Firstly, for a UPS to be identified as the cause of an outage incident raises many questions. In turn if the root cause was a technical failure this can raise serious long-term concerns. Whenever an outage occurs the opportunity must be grasped to ensure it doesn’t recur
If a UPS failed and caused an incident the questions asked will include:
Was it due to a service issue?
Is there a fundamental design issue?
Was the age of the particular unit a factor?
For an operator it is critical that there is no repeat of any failure.
For data centre management teams and the engineers who report to them approaches to electrical engineering in large data centre environments is changing.
Operators are no longer constrained by fixed power topologies which were intended not to change once they were designed, deployed and commissioned.
As data centres become more important and uptime becomes even more vital it seems odd that some operators feel they are unable to take advantage of UPS technology advances in reliability, availability and safety which deliver high uptime levels.

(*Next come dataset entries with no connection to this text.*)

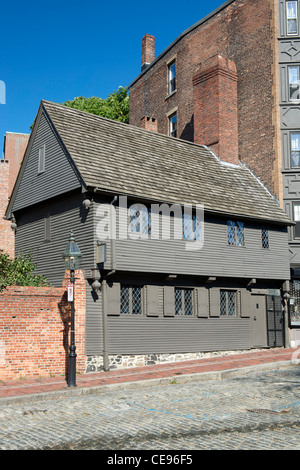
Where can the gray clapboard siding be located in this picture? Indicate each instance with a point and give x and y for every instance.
(216, 258)
(176, 335)
(94, 323)
(58, 177)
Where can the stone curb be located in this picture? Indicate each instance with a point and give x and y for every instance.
(172, 379)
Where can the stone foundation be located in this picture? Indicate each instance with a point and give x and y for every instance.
(95, 363)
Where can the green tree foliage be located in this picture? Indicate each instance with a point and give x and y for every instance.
(19, 271)
(115, 106)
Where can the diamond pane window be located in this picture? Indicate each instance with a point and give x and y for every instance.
(131, 300)
(294, 77)
(235, 233)
(296, 207)
(228, 303)
(188, 302)
(191, 227)
(222, 302)
(136, 300)
(178, 302)
(265, 238)
(139, 219)
(295, 149)
(240, 234)
(292, 17)
(183, 301)
(231, 232)
(231, 303)
(125, 299)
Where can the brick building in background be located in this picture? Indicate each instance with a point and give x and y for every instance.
(231, 82)
(13, 152)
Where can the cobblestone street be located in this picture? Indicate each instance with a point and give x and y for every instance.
(256, 411)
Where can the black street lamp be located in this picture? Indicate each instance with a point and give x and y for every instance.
(72, 257)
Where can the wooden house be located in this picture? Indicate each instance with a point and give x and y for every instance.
(217, 284)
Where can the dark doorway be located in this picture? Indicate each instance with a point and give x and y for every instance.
(275, 321)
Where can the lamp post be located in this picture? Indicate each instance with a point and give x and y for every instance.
(72, 257)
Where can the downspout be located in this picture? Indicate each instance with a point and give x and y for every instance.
(104, 294)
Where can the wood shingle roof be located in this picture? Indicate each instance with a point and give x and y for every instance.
(123, 159)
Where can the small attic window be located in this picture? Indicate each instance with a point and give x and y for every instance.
(41, 167)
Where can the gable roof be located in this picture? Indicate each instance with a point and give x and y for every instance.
(122, 159)
(182, 35)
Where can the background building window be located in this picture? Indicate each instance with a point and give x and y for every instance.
(183, 301)
(265, 238)
(296, 207)
(227, 303)
(191, 227)
(295, 149)
(292, 17)
(294, 82)
(131, 300)
(171, 77)
(173, 125)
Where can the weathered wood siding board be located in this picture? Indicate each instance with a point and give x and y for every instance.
(216, 258)
(178, 335)
(58, 177)
(94, 323)
(66, 214)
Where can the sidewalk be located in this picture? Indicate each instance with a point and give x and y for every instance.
(201, 369)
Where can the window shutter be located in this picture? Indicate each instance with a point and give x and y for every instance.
(152, 301)
(245, 309)
(202, 302)
(113, 299)
(169, 301)
(214, 302)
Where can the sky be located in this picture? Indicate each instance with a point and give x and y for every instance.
(62, 49)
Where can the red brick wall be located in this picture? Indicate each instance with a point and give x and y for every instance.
(245, 32)
(35, 330)
(215, 107)
(6, 233)
(14, 149)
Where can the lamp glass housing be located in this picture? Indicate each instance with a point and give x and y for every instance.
(72, 254)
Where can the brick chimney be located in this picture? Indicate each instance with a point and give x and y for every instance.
(215, 107)
(148, 50)
(149, 123)
(14, 149)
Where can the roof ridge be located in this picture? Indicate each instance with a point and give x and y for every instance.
(135, 128)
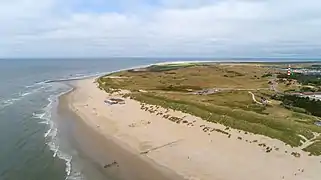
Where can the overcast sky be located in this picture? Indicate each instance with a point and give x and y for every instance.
(168, 28)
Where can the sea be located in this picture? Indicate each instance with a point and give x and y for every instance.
(33, 145)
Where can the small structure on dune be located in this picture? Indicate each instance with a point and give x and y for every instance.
(318, 123)
(113, 101)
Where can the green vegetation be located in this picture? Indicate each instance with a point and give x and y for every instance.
(266, 75)
(177, 87)
(301, 104)
(314, 149)
(303, 79)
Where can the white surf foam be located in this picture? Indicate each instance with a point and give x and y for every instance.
(52, 139)
(19, 96)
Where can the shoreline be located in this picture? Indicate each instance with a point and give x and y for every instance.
(107, 150)
(189, 152)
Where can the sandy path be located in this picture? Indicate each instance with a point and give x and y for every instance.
(195, 150)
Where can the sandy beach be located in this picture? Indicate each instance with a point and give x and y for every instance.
(188, 151)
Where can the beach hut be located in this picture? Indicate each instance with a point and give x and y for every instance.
(113, 101)
(318, 123)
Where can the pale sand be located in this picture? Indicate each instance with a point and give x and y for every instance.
(194, 154)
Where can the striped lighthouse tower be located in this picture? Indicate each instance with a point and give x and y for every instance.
(289, 70)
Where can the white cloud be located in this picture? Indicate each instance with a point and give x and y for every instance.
(169, 28)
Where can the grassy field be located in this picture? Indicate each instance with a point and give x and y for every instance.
(231, 104)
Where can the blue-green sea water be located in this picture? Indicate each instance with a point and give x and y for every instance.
(30, 145)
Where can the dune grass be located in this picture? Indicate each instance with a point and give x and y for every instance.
(173, 88)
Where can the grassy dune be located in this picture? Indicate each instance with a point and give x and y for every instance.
(174, 87)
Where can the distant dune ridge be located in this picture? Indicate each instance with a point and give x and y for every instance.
(193, 148)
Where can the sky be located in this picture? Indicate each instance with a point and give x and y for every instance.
(160, 28)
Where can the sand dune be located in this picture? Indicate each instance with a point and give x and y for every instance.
(195, 149)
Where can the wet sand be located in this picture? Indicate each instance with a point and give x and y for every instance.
(101, 152)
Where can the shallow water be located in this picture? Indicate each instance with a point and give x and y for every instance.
(32, 147)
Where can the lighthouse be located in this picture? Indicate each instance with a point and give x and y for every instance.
(289, 70)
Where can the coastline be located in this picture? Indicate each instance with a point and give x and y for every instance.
(106, 149)
(190, 153)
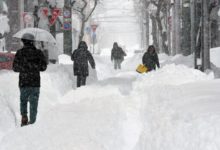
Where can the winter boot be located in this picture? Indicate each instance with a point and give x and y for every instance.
(24, 120)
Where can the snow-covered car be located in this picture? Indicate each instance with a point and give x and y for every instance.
(6, 60)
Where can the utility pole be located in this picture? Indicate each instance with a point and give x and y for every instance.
(205, 37)
(192, 31)
(67, 27)
(177, 26)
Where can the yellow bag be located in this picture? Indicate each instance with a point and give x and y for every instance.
(141, 68)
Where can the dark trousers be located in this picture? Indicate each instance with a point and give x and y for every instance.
(31, 95)
(81, 80)
(117, 63)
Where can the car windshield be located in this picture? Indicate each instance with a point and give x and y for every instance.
(4, 59)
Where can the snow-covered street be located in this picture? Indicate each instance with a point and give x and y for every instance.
(175, 107)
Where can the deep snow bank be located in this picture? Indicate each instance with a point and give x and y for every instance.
(171, 108)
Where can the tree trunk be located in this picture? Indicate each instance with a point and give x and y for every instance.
(168, 28)
(173, 32)
(67, 33)
(186, 29)
(154, 32)
(206, 44)
(82, 30)
(177, 26)
(147, 28)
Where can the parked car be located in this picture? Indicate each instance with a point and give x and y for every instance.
(6, 60)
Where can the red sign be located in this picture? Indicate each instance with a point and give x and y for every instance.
(55, 14)
(45, 11)
(94, 27)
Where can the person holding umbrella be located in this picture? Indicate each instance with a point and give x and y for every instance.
(150, 58)
(29, 61)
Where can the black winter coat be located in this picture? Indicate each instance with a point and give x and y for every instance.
(29, 61)
(117, 53)
(81, 57)
(151, 60)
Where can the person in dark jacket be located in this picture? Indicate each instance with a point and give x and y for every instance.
(150, 59)
(81, 56)
(29, 61)
(117, 55)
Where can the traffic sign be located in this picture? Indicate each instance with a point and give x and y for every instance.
(55, 14)
(94, 27)
(67, 26)
(66, 13)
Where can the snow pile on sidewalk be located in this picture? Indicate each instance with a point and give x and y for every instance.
(173, 108)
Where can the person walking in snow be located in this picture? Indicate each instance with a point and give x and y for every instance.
(150, 58)
(81, 56)
(29, 61)
(117, 55)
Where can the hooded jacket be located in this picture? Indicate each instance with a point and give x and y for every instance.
(81, 56)
(29, 61)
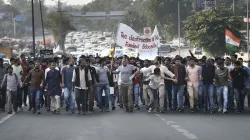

There exist real alternatives to multiple static UPSs being paralleled throughout data centre power chains which are inherently less safe and secure than deploying high power rated single modules. Using many low power range Static UPS introduces multiple points of failure into the data centre. So, what operators end up with is often dozens of units connected in a chain. And within each static UPS there is a high component count of things such as capacitors and fan which are used to cool lots of moving parts.
Any thorough review of an outage where the fault came from the UPS must explore alternative approaches to power provision and back up. This should include asking if electrically coupled UPS technology such as Piller’s UB-V can provide safer, more efficient power protection at scale when compared with traditional static UPS technologies.
Whether the root cause of the recent high profile outages were caused by a battery fault, a faulty capacitor or a worn out fan is something that is unlikely ever to make it into the public domain.
What is clear is that with rising capacity demands meaning more power will be needed, UPS selection becomes even more vital. With so many ageing Static UPS units in operation these outages are unlikely to be last we hear of.
Data centre operations are about managing risk. Reducing power outages that put service at risk is the first duty of the ME teams. Piller’s UB-V series is changing the way engineers view provision of conditioned power in large scale data centres right across the world.
If you are concerned about outages, looking at alternatives to the Static UPS is a good place to start.